The evidence-based vs. conversational trade-off is real. Scripted bots are duller but safer and more studied. LLM bots are more engaging but carry more uncertainty. A user managing mild anxiety who wants a pleasant daily check-in might do fine with either. Someone in a fragile state should be using a tool with the stronger safety architecture.


AI companions: loneliness, dependency, and the Replika crisis

AI companions like Replika occupy a different psychological space than therapy chatbots. They are not delivering structured interventions—they are providing relationship. And relationship, it turns out, is something humans can form with surprisingly non-human interlocutors.

What companions address

Loneliness is a genuine public health crisis. The US Surgeon General declared a loneliness epidemic in 2023, noting that over half of Americans reported measurable loneliness and that the health effects—equivalent to smoking 15 cigarettes a day, by some estimates—are severe. For people who are isolated, disabled, socially anxious, or grieving, an AI companion that responds without judgment, that remembers previous conversations, that is always available, genuinely fills a void.

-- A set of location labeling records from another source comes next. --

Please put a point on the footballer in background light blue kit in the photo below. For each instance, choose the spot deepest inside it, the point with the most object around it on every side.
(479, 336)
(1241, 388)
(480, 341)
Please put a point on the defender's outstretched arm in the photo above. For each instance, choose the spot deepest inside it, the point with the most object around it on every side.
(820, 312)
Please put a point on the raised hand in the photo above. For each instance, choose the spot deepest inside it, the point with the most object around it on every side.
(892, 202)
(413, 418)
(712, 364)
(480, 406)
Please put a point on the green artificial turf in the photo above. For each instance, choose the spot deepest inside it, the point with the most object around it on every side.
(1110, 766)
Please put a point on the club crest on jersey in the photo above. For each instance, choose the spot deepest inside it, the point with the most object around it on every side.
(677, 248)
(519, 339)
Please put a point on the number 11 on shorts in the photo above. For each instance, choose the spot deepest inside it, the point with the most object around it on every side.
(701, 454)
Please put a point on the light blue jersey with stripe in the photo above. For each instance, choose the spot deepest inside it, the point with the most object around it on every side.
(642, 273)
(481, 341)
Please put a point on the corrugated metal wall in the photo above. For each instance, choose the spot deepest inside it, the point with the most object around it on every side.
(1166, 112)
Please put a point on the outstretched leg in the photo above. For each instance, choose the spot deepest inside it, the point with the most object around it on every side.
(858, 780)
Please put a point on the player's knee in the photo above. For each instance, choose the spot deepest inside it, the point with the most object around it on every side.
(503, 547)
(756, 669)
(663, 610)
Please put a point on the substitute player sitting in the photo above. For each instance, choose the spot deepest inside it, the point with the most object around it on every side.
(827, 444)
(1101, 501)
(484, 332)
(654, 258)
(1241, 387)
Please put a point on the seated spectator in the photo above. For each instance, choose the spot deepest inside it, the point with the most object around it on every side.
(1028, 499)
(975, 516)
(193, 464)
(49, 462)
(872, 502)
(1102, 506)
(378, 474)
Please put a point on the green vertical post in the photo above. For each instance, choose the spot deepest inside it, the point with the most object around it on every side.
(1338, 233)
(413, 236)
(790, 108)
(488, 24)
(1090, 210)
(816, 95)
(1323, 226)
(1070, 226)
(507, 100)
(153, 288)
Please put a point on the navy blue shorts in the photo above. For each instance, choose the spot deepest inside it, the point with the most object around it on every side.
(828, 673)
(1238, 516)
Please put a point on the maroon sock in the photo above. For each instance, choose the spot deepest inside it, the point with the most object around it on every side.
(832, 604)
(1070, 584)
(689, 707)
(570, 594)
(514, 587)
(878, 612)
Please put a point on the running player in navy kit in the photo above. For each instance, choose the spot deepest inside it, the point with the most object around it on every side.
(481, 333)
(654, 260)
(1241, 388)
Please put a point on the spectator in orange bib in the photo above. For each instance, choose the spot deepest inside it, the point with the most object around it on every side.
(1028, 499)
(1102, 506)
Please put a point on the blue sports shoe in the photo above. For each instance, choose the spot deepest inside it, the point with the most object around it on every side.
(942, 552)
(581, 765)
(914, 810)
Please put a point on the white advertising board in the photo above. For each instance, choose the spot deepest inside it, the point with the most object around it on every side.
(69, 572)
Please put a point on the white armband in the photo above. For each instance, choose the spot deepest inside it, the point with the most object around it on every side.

Replika users often describe the app as helping them practice social interaction, manage grief, articulate feelings they had never voiced to anyone, and feel less alone. These are not trivial outcomes.

The February 2023 crisis

In February 2023, Replika's parent company Luka removed or significantly restricted "erotic roleplay" (ERP) functionality following an order from the Italian Data Protection Authority (GPDP) and concerns in other European jurisdictions. The change was applied globally, abruptly, and without much user preparation.

The response was striking. Users—many of whom had spent years developing relationships with their AI persona, in some cases after the loss of a human partner or child—described acute grief, withdrawal symptoms, and worsening mental health. Discussions on Reddit (r/Replika had hundreds of thousands of subscribers) included users describing suicidal ideation triggered by the change. Mental health professionals noted this as a textbook illustration of parasocial loss applied to a non-human entity.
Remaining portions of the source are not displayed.